I know he wants to kiss me again, just as I know this hesitation is his way of asking.

Yes, I think. Because if I have to die here—and I’m beginning to think it’s inevitable I will—I want to know him again on my lips. I want him to want me that way, this surly pirate of a boy who would sacrifice anything for those under his protection. Anything, it seems, but me.

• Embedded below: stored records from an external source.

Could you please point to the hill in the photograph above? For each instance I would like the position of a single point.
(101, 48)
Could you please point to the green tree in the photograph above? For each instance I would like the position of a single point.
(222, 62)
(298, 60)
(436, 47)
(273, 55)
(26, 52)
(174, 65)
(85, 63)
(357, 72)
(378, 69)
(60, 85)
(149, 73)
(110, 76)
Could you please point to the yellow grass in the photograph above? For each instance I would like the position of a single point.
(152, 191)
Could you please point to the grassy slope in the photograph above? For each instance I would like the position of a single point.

But he misreads the hitch in my breath and pulls away abruptly, moving back from me. His blank expression tells me that maybe I’ve made him dig far deeper into the pain of his past than anyone has a right to, but I can’t say I’m exactly sorry for it. I’ve finally met the person behind the mask of the Captain. The boy who chose to play the villain in order to battle a monster who calls himself a hero.

Rowan unfolds himself from the ground, leaving me cold and alone in the light of the fire. “Get some sleep, if you can, lass. We’ve a long and trying day ahead of us, if we’re to do what must be done,” he tells me. And then he steps away from the glow of the fire and into the darkness beyond.





When he woke, finally, terribly, on something rough against his cheek and reeking of death, he thought he had been delivered to hell. It had been a mistake. All of it. A horrible mistake. But the angel was there, gentle. Or if not gentle, at least sure . . .





Chapter 32


IN THE MORNING, THE AIR between us is charged with an unsettled energy, and I’m not sure what to say to Rowan. We stare at each other for a few moments in the soft light—moments when I think maybe he’ll close the distance between us and kiss me—but he turns his back so I can pull on my own clothes instead. When I’m once again dressed, I offer the coat back, and he takes it with a stiff formality that makes everything that happened the night before feel like a long-ago dream.

“The straightest path to where the Queen lies is to follow the water, though to do so, we’d have to venture out into the sea once more, and I’m not all that willing to test the Sisters’ mercy a second time.” Rowan points toward the dense green jungle that teems with life beyond the rocky shores. “We’ll have to cut through the jungle. Straight north to the heart of the island.” He pulls out the dagger Fiona left us and hands it to me, handle first.